Ich kann also nicht wirklich erkennen, wie das Verkehrs-Problem mithilfe einer weiteren Seilbahn gelöst werden soll. Das Verkehrsaufkommen dürfte sogar mit dem Bau einer weiteren (Zubringer-)Bahn zur Seiser Alm eher zunehmen, denn sinken: Oder sollte etwa der Bürgermeister meinen, dass sich der Kapital- und überhaupt Ressourcenhunger einer (wenn auch „kleinen aber feinen“) Seilbahn allein mit ein paar Fahrten von ein paar Einheimischen-und-Gäste-Hanseln aus Kastelruth Dorf stillen ließe?
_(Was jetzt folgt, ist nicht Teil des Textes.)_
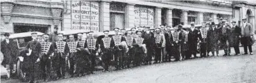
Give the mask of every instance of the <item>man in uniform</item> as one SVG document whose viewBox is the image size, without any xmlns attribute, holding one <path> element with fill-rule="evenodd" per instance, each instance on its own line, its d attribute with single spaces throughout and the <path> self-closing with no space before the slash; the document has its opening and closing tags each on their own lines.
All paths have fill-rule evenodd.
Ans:
<svg viewBox="0 0 256 83">
<path fill-rule="evenodd" d="M 51 33 L 49 36 L 49 41 L 51 43 L 55 43 L 56 41 L 58 41 L 58 27 L 57 26 L 54 27 L 53 32 Z"/>
<path fill-rule="evenodd" d="M 128 54 L 126 54 L 123 57 L 123 63 L 125 66 L 127 66 L 128 68 L 130 68 L 130 63 L 133 60 L 134 56 L 133 56 L 134 54 L 134 49 L 133 48 L 133 44 L 135 43 L 135 40 L 134 40 L 133 37 L 132 36 L 132 32 L 128 30 L 126 32 L 127 35 L 124 36 L 126 40 L 126 43 L 129 51 Z"/>
<path fill-rule="evenodd" d="M 104 37 L 101 39 L 100 42 L 100 48 L 101 49 L 103 56 L 102 60 L 103 62 L 103 71 L 109 71 L 109 67 L 110 66 L 110 61 L 112 60 L 112 49 L 110 47 L 114 47 L 114 43 L 111 43 L 111 37 L 108 36 L 108 30 L 103 31 Z"/>
<path fill-rule="evenodd" d="M 155 34 L 154 34 L 155 55 L 155 60 L 157 63 L 162 62 L 162 49 L 165 45 L 164 36 L 161 34 L 161 28 L 157 28 L 155 29 Z"/>
<path fill-rule="evenodd" d="M 142 34 L 146 47 L 147 54 L 146 64 L 151 64 L 152 56 L 155 55 L 154 48 L 154 33 L 150 31 L 150 27 L 147 27 L 145 32 Z"/>
<path fill-rule="evenodd" d="M 229 37 L 230 35 L 230 26 L 228 25 L 225 21 L 222 21 L 222 26 L 221 26 L 221 47 L 224 49 L 225 54 L 223 56 L 230 56 L 230 47 Z"/>
<path fill-rule="evenodd" d="M 134 64 L 135 66 L 140 66 L 145 58 L 145 54 L 146 54 L 146 49 L 144 38 L 142 38 L 142 32 L 137 32 L 138 37 L 135 38 L 135 43 L 133 44 L 135 49 L 134 54 Z"/>
<path fill-rule="evenodd" d="M 89 32 L 88 34 L 88 37 L 86 40 L 86 45 L 85 47 L 88 48 L 89 54 L 90 54 L 90 58 L 91 58 L 91 71 L 90 73 L 94 73 L 95 71 L 95 66 L 96 66 L 96 56 L 99 49 L 99 43 L 97 39 L 95 38 L 93 36 L 94 32 Z M 99 54 L 99 53 L 98 53 Z"/>
<path fill-rule="evenodd" d="M 191 23 L 191 27 L 188 35 L 188 44 L 189 47 L 189 51 L 190 54 L 190 57 L 191 57 L 193 54 L 194 58 L 197 58 L 197 43 L 198 38 L 200 37 L 200 31 L 195 28 L 195 25 L 194 22 Z"/>
<path fill-rule="evenodd" d="M 79 47 L 79 44 L 78 42 L 75 41 L 75 38 L 74 37 L 74 35 L 69 35 L 69 41 L 67 43 L 67 46 L 69 47 L 69 74 L 71 75 L 71 77 L 74 77 L 74 70 L 75 70 L 75 64 L 76 64 L 76 60 L 77 60 L 77 58 L 76 57 L 76 48 Z M 79 73 L 77 73 L 79 74 Z"/>
<path fill-rule="evenodd" d="M 123 56 L 126 51 L 124 50 L 124 47 L 121 45 L 121 42 L 125 42 L 126 39 L 123 36 L 119 34 L 119 28 L 114 28 L 114 31 L 115 34 L 112 36 L 112 40 L 114 43 L 114 47 L 113 48 L 114 61 L 116 62 L 116 69 L 122 70 L 123 67 Z"/>
<path fill-rule="evenodd" d="M 27 56 L 24 58 L 28 64 L 28 73 L 29 76 L 29 83 L 37 82 L 39 79 L 39 62 L 41 60 L 42 47 L 40 42 L 37 40 L 37 33 L 32 33 L 32 40 L 28 43 L 26 48 L 28 49 Z M 25 59 L 26 58 L 26 59 Z"/>
<path fill-rule="evenodd" d="M 42 70 L 42 76 L 44 82 L 48 82 L 50 79 L 51 73 L 51 58 L 50 55 L 54 52 L 52 43 L 49 42 L 49 35 L 45 34 L 42 36 L 43 39 L 40 42 L 42 46 L 42 60 L 41 69 Z"/>
<path fill-rule="evenodd" d="M 235 55 L 240 55 L 239 40 L 241 38 L 241 28 L 237 25 L 236 21 L 232 21 L 231 27 L 230 45 L 234 47 Z"/>
<path fill-rule="evenodd" d="M 247 19 L 244 18 L 242 19 L 243 23 L 241 25 L 241 44 L 244 45 L 244 54 L 248 54 L 247 47 L 249 48 L 249 52 L 250 55 L 253 55 L 252 45 L 253 41 L 253 29 L 252 25 L 246 22 Z"/>
<path fill-rule="evenodd" d="M 1 52 L 3 54 L 3 60 L 1 64 L 6 68 L 7 78 L 9 79 L 10 78 L 12 68 L 14 70 L 13 71 L 16 70 L 15 59 L 19 49 L 17 43 L 9 39 L 9 33 L 6 33 L 4 36 L 6 38 L 5 40 L 1 42 Z"/>
<path fill-rule="evenodd" d="M 210 23 L 207 23 L 205 25 L 205 26 L 203 26 L 201 29 L 200 29 L 200 33 L 201 34 L 201 39 L 200 39 L 201 41 L 200 43 L 200 56 L 202 57 L 206 57 L 206 53 L 207 53 L 207 35 L 208 33 L 208 30 L 207 27 L 210 27 Z"/>
<path fill-rule="evenodd" d="M 211 24 L 212 27 L 207 33 L 207 55 L 209 56 L 210 51 L 212 51 L 212 56 L 214 56 L 216 51 L 216 56 L 219 56 L 219 29 L 216 28 L 214 22 Z"/>
<path fill-rule="evenodd" d="M 58 40 L 53 43 L 55 49 L 54 56 L 52 58 L 53 67 L 57 73 L 57 80 L 60 78 L 65 79 L 66 73 L 66 60 L 67 60 L 69 48 L 65 41 L 63 41 L 63 34 L 58 34 Z"/>
</svg>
Es sieht also ganz so aus, als würden wir am Ende und nach dem Willen der Befürworter eine (teure!) neue Seilbahn, einen zerstörten Puflatsch und einen Haufen ungelöster alter Probleme haben, mit ein paar neu geschaffenen dazu.
Angesichts all dessen kommt man kaum umhin, zu überlegen, dass es – bei dieser zerstörerischen Seilbahn-„Vision“ – wohl eher nicht um eine Lösung für tatsächlich bestehende Probleme geht, sondern dass vielmehr die als (fadenscheiniges!) Deckmäntelchen herhalten müssen, für die Mogelpackung, an der (man kennt das ja: die große Allgemeinheit zahlt für eine kleine Elite) irgend jemand schon schön verdienen wird. Die Gemeinde und ihre Bürger werden das eher nicht sein.
Dabei könnte das Verkehrsproblem vielleicht auch ganz einfach und ohne großen Aufwand gelöst werden: Die rasanten Lärmer zum Beispiel könnten mithilfe strenger Geschwindigkeitsbeschränkung samt konsequenter Kontrolle relativ leicht gezähmt werden, womit das größte Problem schon mal vom Tisch wäre. Für die Pendler von und zur Bahn hingegen könnte die Straße schlicht und ergreifend gesperrt werden – wer zur Bahn will, hat den leisen und umweltfreundlichen Bus zu nehmen (deren Funktionsweise vielleicht auch mal überdacht werden könnte: Anderenorts werden schon längst kleine und maximal flexible Klein-Busse eingesetzt, mit sehr wenig Leerlauf…)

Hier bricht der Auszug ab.